Estaba parado frente a la vieja cámara del fotógrafo, su arquitectura, escuálida, hacia que pareciera de juguete, el fotógrafo estaba detrás, enfundado en un abrigo gris bajo el que se asomaba una mandil azul; tenía la cámara protegida por un plástico transparente; se dirigió a mí:
-Quiere que le haga una foto, joven. Vamos, decídase, no ve que hay gente esperando. Era cierto, sin quererlo había formado una cola. Le contesté un poco azorado:
-No, perdone, es que estaba distraído, ahora mismo dejo sitio.
Me aparté y no tardé en arrepentirme, tanteé mis bolsillos buscando algún dinero con el que poder pagarme el sueño del tiempo detenido. Las pocas monedas que tenia eran para la comida, así que me dije: “¿¡Bah¡ es una tontería”; lo cierto es que las fotografías me producían inquietud, la conciencia de la singularidad de la escena parecía premeditar la tentación de hacerlo permanente, era lo más lógico, aquello que las fuerzas desatadas, las de la naturaleza y las de la psicología, indicaban en su manual de recursos humanos ¿era esto lo que me hacia repudiarlo? ¿no era solo el capricho de creerme por encima de las fuerzas del destino?. Al negarlo me negaba, rechazaba el regalo de la perpetuidad, la juventud disfrazada, el reclamo de la redención que una simple fotografía ofrece.
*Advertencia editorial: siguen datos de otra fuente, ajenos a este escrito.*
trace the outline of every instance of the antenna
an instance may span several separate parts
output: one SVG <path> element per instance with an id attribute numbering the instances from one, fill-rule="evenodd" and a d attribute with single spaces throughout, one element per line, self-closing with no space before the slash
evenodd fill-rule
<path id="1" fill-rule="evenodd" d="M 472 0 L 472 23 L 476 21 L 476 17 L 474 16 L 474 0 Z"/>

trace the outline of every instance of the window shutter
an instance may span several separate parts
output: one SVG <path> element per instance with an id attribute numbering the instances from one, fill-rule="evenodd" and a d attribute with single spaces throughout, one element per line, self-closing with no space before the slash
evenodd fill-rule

Presentía el arrepentimiento que brotaría en el futuro, como un reproche que haría ante los iconos perdidos, como ya hacía hoy, en la intuición que asomaba impeliéndome a marchar, camino del anonimato, de la masa sin nombre que vive en el tiempo presente, mi refugio fugaz, engañado a sabiendas, cobarde por tanto al saberlo y no valorarlo, o estúpido sin más, o ciego voluntario o San Sebastián de los miedos, que eran el bagaje que llenaba mis alforjas. Dicho y hecho, a punto de darme la vuelta noto el contacto de una mano que tira de mi ropa. Sin poder volverme, olfateo el aliento a coñac barato, quedo paralizado, mi mente da la orden de liberarse, el brazo sigue inmóvil, las piernas son dos sacos de pesado cemento, sé que se trata de mi cabeza, sé que bastaría un tirón, ni siquiera demasiado fuerte, pero los músculos no acceden a la demanda de una voz que discurre por dentro como un sonámbulo, y entonces escucho la voz de fuera, la auténtica demanda, la urgente:
-Oye, chico, hazte un retrato y guárdalo para cuando seas viejo.
¿Qué dice este hombre? Me doy cuenta de que esa voz me resulta conocida. Es Matías:
-estás en las nubes o qué te pasa.
-apestas a coñac-le digo.
-claro, con este frío ¿qué quieres? Hay que calentarse, no. ¿Adónde vas?
-A casa.
-¿ Sabes que la policía me ha preguntado por ti?
-¿La policía?-le pregunto extrañado.
- Si, es por tu coche, dicen que puede estar implicado en un accidente.
-No sé de qué me hablas.
-¡Ah, no!.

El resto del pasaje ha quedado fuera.